The process of scientific inquiry encompasses much more than the collection and interpretation of data. A key part of the process is design – specifically of experiments that address a hypothesis and of new materials or technologies. Moreover, any design is subject to continued revision. You might redesign an experiment or tool based on your own research, or you might consult the vast body of scientific literature for other perspectives. As the old graduate student saying (sarcastically) goes, “A month in the lab might save you a day in the library!” In other words, although the process of combining the literature can be arduous or even tedious at times, it beats wasting a month of your time repeating experiments previously demonstrated not to work or reinventing the wheel.

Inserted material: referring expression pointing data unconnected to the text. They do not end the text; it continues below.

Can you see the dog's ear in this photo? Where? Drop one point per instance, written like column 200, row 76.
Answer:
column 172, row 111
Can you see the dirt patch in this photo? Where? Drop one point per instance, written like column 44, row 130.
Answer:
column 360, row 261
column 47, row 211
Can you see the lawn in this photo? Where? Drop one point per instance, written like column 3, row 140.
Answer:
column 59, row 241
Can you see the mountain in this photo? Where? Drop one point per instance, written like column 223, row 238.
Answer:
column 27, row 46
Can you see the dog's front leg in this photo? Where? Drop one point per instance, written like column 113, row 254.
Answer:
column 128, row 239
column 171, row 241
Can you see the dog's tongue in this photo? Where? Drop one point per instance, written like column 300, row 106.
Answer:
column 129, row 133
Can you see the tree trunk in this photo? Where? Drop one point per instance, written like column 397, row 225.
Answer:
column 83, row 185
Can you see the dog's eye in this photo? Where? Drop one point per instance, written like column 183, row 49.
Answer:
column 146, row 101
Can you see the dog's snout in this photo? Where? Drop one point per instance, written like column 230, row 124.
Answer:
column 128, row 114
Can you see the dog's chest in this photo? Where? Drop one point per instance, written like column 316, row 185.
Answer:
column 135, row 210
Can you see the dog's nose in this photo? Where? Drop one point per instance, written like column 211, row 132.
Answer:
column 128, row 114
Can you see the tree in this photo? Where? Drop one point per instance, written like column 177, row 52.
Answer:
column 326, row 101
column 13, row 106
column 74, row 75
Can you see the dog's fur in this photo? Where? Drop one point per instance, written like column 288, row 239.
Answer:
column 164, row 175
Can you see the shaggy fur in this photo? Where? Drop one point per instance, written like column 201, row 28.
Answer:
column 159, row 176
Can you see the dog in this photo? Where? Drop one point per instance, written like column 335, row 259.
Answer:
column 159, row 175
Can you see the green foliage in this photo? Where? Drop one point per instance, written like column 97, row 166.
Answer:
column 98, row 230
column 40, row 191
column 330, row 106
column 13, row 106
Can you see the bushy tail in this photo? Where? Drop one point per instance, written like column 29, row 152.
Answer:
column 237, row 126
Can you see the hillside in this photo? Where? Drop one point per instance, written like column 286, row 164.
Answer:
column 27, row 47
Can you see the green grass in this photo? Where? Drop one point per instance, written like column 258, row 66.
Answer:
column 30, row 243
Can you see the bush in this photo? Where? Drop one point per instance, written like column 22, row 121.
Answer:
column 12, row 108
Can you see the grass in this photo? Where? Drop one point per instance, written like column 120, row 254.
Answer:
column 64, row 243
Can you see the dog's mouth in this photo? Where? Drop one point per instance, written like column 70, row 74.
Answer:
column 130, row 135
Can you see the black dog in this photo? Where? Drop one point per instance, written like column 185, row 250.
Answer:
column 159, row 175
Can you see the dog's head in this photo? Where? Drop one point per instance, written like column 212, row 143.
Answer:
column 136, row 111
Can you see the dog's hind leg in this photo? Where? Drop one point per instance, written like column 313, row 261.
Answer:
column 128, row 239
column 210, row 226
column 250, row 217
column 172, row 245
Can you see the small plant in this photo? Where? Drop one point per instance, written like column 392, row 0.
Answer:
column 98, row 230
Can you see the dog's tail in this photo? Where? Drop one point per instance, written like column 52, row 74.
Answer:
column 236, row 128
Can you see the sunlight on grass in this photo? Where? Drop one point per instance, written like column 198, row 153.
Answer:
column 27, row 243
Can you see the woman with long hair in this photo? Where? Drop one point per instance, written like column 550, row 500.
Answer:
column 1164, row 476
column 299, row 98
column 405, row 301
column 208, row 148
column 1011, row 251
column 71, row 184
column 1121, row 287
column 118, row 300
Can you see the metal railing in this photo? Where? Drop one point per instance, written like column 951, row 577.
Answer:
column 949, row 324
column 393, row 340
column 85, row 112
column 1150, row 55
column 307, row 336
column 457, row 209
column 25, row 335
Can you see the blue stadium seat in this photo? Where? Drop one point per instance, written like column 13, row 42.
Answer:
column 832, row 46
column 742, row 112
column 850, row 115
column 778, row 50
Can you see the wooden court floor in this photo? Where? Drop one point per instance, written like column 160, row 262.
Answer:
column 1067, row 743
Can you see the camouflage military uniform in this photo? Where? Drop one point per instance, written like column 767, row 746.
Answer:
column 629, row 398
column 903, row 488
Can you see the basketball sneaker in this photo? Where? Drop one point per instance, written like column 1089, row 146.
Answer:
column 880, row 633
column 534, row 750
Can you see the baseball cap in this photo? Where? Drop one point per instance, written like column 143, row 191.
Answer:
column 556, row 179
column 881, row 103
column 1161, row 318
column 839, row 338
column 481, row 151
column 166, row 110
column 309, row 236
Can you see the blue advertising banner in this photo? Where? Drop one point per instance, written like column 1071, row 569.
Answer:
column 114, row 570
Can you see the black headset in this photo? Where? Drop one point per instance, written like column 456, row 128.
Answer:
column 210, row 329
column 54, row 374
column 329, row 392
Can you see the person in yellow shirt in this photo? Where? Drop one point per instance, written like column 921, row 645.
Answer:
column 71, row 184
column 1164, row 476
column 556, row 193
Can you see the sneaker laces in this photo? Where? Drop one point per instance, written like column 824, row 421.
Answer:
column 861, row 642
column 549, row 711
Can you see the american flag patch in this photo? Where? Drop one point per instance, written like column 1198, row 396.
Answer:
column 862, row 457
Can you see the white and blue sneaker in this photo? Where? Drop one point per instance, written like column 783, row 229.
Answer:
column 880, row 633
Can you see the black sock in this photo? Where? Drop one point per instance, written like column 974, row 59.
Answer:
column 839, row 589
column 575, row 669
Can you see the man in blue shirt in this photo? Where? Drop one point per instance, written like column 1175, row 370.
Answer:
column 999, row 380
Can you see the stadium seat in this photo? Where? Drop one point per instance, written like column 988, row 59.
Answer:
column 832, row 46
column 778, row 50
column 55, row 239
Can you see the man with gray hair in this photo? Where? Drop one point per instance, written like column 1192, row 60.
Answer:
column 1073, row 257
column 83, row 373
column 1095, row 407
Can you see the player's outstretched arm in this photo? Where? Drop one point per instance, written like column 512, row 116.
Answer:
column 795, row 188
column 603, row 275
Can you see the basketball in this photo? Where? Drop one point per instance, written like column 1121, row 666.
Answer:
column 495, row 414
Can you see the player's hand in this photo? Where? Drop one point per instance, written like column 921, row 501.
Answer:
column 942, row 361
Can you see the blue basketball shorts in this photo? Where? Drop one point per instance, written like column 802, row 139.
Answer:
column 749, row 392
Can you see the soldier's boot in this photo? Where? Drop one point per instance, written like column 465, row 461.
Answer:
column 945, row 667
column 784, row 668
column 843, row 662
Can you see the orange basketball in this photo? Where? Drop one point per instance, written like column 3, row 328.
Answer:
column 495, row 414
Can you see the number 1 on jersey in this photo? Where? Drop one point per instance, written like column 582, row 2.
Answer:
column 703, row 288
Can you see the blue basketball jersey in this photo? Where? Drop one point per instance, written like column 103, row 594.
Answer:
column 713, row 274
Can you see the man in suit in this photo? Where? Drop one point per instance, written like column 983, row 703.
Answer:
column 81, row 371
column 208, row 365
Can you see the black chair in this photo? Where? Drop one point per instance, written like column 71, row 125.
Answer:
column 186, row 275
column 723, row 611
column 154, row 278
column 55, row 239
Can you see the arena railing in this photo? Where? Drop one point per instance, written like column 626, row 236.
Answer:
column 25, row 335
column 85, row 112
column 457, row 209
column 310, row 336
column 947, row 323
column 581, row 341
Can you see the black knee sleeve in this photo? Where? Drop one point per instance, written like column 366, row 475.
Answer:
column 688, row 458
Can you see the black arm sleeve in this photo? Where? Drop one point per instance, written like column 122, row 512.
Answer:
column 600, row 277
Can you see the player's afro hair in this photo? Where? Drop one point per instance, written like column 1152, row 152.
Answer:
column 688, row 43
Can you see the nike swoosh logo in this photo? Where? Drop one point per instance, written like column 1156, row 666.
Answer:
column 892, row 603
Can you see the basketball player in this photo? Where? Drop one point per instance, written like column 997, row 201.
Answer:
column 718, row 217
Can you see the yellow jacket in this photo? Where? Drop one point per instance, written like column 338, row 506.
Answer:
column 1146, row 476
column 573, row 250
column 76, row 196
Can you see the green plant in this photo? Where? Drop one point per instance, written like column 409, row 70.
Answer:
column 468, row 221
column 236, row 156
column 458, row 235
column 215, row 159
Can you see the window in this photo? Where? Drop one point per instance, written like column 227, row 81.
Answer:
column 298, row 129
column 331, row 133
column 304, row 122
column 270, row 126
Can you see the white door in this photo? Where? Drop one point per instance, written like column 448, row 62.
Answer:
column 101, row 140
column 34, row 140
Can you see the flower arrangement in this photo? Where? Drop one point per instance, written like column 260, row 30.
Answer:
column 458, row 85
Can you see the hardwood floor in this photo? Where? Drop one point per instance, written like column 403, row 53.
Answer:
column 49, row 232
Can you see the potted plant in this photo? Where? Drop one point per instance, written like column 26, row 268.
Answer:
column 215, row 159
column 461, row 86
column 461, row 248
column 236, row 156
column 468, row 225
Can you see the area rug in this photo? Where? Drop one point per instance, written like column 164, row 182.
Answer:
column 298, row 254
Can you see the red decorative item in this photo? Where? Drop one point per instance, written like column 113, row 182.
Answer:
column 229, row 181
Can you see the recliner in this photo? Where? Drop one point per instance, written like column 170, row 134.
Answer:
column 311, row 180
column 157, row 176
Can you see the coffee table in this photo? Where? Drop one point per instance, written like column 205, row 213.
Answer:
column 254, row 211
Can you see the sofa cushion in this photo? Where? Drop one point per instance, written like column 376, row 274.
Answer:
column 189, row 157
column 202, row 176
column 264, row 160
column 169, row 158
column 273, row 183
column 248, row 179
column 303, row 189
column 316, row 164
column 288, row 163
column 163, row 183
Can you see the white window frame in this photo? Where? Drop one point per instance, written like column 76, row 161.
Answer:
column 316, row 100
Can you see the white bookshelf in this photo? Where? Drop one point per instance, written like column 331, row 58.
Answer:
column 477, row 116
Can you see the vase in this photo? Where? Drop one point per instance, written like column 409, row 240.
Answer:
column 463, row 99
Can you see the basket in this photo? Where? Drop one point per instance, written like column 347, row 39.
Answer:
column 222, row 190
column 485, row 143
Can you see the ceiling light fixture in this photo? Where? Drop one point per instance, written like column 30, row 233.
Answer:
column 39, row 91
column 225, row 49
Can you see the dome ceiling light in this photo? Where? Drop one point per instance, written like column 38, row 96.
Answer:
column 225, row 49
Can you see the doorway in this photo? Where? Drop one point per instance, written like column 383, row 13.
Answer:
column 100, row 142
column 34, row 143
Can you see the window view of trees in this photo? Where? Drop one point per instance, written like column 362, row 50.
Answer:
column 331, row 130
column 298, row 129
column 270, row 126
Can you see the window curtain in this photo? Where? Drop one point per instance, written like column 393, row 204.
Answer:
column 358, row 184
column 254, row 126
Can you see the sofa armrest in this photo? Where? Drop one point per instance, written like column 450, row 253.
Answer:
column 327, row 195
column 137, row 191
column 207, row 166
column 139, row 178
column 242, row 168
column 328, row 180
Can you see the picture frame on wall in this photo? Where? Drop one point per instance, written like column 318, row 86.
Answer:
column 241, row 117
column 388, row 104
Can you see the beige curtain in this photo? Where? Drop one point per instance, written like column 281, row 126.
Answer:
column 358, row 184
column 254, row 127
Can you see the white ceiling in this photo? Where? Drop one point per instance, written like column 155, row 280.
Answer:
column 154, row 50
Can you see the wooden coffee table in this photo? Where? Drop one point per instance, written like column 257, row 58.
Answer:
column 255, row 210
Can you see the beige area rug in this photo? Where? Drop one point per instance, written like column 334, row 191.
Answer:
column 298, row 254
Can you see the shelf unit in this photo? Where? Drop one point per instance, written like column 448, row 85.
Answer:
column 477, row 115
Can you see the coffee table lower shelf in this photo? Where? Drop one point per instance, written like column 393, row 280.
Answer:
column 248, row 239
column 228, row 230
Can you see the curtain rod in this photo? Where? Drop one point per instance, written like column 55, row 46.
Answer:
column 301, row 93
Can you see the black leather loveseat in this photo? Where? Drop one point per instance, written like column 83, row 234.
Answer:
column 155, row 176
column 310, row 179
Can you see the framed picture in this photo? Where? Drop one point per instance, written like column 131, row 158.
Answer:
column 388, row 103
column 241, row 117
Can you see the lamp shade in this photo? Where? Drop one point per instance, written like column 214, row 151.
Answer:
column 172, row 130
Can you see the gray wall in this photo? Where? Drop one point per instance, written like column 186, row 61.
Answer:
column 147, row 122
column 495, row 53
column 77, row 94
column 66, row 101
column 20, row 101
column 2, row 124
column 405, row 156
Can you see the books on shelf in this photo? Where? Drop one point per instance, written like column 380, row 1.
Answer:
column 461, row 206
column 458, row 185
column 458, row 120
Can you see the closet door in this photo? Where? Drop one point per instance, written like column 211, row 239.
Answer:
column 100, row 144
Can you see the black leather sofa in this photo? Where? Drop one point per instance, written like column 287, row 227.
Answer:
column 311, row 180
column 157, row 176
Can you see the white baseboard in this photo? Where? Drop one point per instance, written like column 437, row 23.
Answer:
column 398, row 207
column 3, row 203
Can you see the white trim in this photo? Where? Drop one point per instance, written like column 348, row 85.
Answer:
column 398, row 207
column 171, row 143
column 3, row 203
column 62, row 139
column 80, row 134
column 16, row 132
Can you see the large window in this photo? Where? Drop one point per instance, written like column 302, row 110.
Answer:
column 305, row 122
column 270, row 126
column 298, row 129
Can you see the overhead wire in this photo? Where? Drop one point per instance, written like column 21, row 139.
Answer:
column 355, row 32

During this module, you will generate and test a new version of inverse pericam (IPC). Today, you will refer to a few primary research articles to familiarize yourself with this recombinant protein and its constituent parts. The fluorescent component of IPC is an enhanced yellow fluorescent protein (abbreviated EYFP), one of the many derivatives of green fluorescent protein (GFP). GFP is naturally produced by jellyfish and was cloned into other organisms in the early 1990’s. It has since been exploited as a genetically encodable reporter and mutagenized to vary its excitation and emission spectra. The other key component of inverse pericam is the protein calmodulin (CaM), a natural calcium sensor that is present in all eukaryotes (briefly reviewed here). Calmodulin has many ligands that it binds only in the presence of calcium ion, including the peptide fragment M13. This conditional specificity for M13 binding is enabled by the change in CaM’s conformation when it binds calcium.
Diagram of inverse pericam.
(A) The EYFP gene within IPC is mutated such that the C and N termini are re-organized then flanked by M13 and CaM. (B) In the absence of Ca2+
, inverse pericam fluoresces yellow and in the absence of Ca2+
fluorescence is quenched.
Within inverse pericam, M13 and CaM are located at opposite ends, surrounding a permuted (i.e., rearranged) version of EYFP. In the absence of calcium, this EYFP exhibits strong fluorescence. However, when enough calcium is added to a solution of inverse pericam, CaM and M13 interact, disrupting the conformation and, as a result, the fluorescence of EYFP. The transition from bright to dim fluorescence occurs over a particular concentration range of calcium. The calcium concentration at which binding to CaM occurs (and fluorescence decreases) is referred to as the Kd and determined by the affinity of CaM to calcium. In addition, the interaction between CaM and calcium is impacted by cooperativity. CaM has four calcium binding sites. In cooperativity, the affinity of CaM for calcium is altered by how many calcium ions are already bound to the protein. Your goal today is to propose a mutation that will modify the calcium sensor portion of inverse pericam in a manner that is likely to change the affinity and/or cooperativity for calcium ions.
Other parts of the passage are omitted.